Forest Whitaker's performance in The Last King of Scotland is like that.  He not only steals every scene he is in, he gives the scenes a reason for existance.  Whitaker has been nominated for Best Actor and I hope he wins, as he deserves to.  He plays Idi Amin, the brutal dictator of Uganda, who, as the closing titles tell us, killed over 300,000 of his own countrymen.  Having almost no knowlege of the real Amin or of Ugandan history, I can't detect how accurate the movie or Whiatker is (although actor and subject bear a striking physical resemblance).  But enough is on the screen to give us a full arc of the character, as he goes from prolitariat idealist to slightly excentric recluse to completly paranoia and insanity.

Had the film been a biopic of Amin (and with a better director) it could have been a study of power on the level of Citizen Kane or The Godfather.  But unfortantley the movie revolves around a smamy, immature jerk.  The film opens newly graduated MD Nicholas Garrigan (James McAvoy) leaves his native to get away from his parents.  Joining a UNICEF like orginization Uganda, he coincidentally is called to treat Amin when his hand is lightly wounded in a car accident. Amin has a surprising love for the Scotland and the two strike up what appears to be a friendship, and Garrigan eventually become personal physcian to Amin and his family.  Slowly, the doctor begins to realize that Amin's warm personality may be masking a deep insecurity underneath, that will eventually manifest itself in violent ways.

The movie's central flaw is that Amin is the not the protagonist of his own story.  Whitaker is in a way so good that he damages the movie he's in, drawing attention to how boring and obnoxious Garrigan really is.  Worse, Kevin McDonald expects us to identify and care about the doctor.  James McAvoy's performance might also be a problem, perhaps another, tougher actor (John Hannah?) might have been able to convey the doctor's naivete while still making somewhat likable and less of dolt.
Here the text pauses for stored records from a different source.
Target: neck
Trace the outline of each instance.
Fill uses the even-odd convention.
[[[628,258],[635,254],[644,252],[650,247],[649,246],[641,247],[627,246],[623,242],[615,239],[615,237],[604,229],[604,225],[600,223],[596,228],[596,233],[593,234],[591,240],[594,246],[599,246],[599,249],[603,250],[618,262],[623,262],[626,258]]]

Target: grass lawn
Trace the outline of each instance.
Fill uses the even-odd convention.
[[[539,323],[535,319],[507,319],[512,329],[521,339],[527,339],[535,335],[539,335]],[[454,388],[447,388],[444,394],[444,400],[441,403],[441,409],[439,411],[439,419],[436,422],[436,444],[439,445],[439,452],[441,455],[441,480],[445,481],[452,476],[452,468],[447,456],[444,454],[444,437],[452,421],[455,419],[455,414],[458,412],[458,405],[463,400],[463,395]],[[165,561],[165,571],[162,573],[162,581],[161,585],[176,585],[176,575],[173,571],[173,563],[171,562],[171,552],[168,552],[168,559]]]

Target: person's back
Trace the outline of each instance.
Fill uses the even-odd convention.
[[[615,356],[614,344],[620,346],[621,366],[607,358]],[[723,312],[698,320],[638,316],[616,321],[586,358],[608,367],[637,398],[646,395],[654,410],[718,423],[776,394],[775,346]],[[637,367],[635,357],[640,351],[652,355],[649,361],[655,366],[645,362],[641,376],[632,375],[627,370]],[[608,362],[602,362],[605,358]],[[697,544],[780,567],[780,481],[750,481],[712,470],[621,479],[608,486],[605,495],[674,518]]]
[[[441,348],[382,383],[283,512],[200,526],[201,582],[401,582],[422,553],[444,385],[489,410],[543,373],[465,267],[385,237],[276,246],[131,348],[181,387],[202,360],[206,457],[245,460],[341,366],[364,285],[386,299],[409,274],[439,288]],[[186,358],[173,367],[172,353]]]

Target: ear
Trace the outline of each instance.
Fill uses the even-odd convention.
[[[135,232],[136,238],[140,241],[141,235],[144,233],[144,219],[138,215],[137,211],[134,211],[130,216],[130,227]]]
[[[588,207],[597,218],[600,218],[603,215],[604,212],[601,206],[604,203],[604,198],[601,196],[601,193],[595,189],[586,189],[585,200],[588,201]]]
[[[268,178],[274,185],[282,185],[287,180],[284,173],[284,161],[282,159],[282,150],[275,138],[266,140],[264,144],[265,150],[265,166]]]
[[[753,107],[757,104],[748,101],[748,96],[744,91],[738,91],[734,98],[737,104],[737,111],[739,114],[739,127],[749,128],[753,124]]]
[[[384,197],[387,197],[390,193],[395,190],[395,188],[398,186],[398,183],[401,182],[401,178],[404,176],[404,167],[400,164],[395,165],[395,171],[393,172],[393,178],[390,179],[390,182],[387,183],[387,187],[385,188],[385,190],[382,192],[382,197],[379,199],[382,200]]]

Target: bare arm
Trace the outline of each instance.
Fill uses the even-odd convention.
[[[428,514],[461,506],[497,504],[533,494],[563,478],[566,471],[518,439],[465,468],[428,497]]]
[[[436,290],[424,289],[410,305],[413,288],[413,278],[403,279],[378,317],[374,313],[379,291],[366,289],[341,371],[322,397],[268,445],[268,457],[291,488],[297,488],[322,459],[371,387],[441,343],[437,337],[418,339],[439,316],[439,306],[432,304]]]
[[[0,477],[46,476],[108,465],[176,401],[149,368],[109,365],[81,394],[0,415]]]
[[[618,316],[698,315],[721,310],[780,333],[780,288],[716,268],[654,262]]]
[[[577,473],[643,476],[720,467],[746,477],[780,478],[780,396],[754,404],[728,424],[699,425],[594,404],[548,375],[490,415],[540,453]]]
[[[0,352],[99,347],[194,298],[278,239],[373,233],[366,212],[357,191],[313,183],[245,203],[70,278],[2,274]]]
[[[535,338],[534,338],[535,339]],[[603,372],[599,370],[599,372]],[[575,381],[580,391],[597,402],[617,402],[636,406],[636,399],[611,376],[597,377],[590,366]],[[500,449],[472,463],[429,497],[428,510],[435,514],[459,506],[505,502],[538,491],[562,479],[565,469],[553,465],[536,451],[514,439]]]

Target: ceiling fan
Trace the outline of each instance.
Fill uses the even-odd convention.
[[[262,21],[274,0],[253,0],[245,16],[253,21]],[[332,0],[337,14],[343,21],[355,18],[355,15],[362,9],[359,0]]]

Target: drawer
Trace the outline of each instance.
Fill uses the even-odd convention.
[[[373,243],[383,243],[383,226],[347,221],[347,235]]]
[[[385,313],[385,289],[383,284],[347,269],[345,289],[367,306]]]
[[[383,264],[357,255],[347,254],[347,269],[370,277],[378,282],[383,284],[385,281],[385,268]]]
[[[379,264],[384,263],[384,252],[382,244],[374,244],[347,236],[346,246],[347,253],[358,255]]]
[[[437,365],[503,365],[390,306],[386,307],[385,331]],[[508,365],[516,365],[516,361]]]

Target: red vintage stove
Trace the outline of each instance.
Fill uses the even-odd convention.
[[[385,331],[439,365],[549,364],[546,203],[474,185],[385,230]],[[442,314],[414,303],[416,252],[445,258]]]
But the movie is still worth seeing, just for Whitaker's performance.  What a nice guy Amin was- the life of the party, an amazing orator, a charming statesmen.  The fact that we like Amin makes his growing paranoia more and more insiduous- sort of like finding out your high school class president was a serial killer.  Even at the end, Amin may not have an inheritnley evil person, but someone who was acting as only he knew how under circumstances he never should have had to deal with.  Perhaps if he had earned power instead of been given it, he would have been a really great man.